Our community has already spoken against Mountain Gateway, with over 3,700 names on a petition, over 400 letters directed to the Planning Board and City Council and with hundreds of people who attended the Oct. 21 Planning Board meeting in person and online. Remember, we are not opposed to growth. We are against irresponsible growth in our community. And we are opposed to this development because it is not a meaningful answer to affordable housing, even though the developers would like you to think so.
That being said, Flathead Families for Responsible Growth board members are excited about the affordable housing project being proposed on city land near the Water Treatment plant. There are no “smoke and mirrors” tactics here, just a few community-minded benefactors who would like to see our workforce both work and live here in Whitefish.
Remember — 6 p.m., Thursday, Nov. 18 at City Hall — let your voices be heard.
— Carol Atkinson, Whitefish
A Trojan horse
The Mountain Gateway PUD is a Trojan horse, thinly disguised as affordable housing and land for a fire station that will irrevocably change the landscape of Whitefish, set a dangerous precedent for future development, and degrade our safety and quality of life.

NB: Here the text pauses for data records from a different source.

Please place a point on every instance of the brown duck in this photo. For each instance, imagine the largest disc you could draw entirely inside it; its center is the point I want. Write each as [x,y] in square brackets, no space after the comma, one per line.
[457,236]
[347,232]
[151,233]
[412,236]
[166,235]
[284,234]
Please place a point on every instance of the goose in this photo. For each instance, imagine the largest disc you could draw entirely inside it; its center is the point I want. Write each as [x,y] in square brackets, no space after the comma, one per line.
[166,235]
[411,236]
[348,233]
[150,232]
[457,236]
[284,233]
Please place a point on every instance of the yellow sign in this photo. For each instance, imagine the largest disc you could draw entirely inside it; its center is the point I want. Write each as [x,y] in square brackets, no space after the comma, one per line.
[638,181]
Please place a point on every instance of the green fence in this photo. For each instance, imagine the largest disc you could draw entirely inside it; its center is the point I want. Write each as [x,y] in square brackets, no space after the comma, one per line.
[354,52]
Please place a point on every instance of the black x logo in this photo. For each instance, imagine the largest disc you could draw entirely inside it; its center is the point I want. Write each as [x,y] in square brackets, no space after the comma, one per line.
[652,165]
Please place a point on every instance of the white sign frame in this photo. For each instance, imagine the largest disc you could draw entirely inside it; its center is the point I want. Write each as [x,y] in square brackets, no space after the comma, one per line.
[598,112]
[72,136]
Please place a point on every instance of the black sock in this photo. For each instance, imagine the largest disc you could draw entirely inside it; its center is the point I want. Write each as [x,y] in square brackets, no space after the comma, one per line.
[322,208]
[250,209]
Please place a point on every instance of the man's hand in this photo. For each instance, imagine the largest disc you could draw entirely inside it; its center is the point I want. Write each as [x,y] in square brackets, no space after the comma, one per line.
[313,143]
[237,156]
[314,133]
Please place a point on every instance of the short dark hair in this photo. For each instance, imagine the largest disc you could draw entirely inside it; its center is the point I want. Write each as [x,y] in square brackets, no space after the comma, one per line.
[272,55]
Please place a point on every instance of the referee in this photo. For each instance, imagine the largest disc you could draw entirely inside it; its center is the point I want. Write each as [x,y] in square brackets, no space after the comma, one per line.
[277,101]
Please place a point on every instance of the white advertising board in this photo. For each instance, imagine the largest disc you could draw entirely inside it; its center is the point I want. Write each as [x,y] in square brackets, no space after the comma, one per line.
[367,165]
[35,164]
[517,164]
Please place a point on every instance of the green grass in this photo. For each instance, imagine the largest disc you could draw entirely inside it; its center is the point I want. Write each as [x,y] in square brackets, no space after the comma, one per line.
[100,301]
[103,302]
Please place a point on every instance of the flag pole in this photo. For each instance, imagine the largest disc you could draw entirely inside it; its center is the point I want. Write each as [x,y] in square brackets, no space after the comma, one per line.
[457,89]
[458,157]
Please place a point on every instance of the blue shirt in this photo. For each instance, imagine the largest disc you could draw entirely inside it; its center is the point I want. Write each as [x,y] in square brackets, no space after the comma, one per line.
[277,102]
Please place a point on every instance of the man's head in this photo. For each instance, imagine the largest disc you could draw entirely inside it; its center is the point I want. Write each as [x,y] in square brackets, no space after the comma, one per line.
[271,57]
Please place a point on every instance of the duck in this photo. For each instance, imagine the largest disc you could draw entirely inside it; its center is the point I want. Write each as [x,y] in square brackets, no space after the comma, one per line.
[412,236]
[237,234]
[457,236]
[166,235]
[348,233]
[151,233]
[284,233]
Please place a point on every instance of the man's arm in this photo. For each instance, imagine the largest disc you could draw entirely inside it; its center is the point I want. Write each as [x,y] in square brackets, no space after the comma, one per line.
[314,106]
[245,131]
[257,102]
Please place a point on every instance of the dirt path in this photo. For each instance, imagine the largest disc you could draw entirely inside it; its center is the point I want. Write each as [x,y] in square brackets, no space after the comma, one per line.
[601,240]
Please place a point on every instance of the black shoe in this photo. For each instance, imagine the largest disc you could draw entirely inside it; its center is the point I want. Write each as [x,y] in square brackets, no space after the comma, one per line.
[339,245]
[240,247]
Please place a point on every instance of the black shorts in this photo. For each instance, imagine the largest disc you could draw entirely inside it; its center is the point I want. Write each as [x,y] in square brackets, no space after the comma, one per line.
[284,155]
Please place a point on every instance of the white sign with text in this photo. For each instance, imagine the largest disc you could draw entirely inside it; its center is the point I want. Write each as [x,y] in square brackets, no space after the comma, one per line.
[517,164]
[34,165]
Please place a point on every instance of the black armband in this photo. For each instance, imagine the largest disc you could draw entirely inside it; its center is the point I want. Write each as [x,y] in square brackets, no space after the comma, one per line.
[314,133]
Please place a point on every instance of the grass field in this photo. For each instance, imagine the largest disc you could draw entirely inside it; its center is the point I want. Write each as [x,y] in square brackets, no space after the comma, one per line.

This project is, at best, misguided and, at worst, borders on negligence.
The infrastructure is not in place for this immense development. This should have been a hard stop for the developers and city staff.
A comment by then four-term City-County Planning Board member, Scott Sorensen, in the 2009 Whitefish Transportation Plan rings truer today: “…the two biggest needed major projects are 1) Wisconsin Avenue from the viaduct to Whitefish Mountain Resort and 2) a car/truck 93 bypass on the west side of town...Everything else is less needed”. Twelve years later, no meaningful progress has been made on either issue.
This project creates a new, high-density, car-dependent community, through significant zoning changes, which is reckless when the main egress for a mass evacuation will depend on an already overburdened road ending at a choke point over the railroad tracks. At a minimum it warrants an independent traffic analysis and recommendation.
This project is incongruous with existing neighborhoods and will degrade our quality of life. Are we committed to keeping Whitefish’s “small town feel and ambiance”, to making our town walkable and bikeable as part of a comprehensive plan to improve quality of life and traffic flow? Or will we capitulate to those with money who want growth at any cost?
Affordable housing is at a crisis point, but this is not the way to address the issue. This is a problem disguised as a solution. It places financial gain for a small group above the community members who are the heart and soul of this town.
— Aaron Pitman, Whitefish
Federal employees in Eureka and across the country, as well as many people employed in the private sector, are currently faced with the choice of taking the vaccine or losing their jobs. Although most people are not yet directly affected by these unconstitutional mandates, I would encourage you to fully support anyone who is standing up against this tyranny.
Regardless of your political views, or opinion on the vaccine, everyone in the country should be asking themselves one question: If the government can force my neighbor to put something in their body against their will this week, what valuable civil liberty of mine will they be taking away next week?
“When tyranny becomes law, rebellion become duty.” Thomas Jefferson.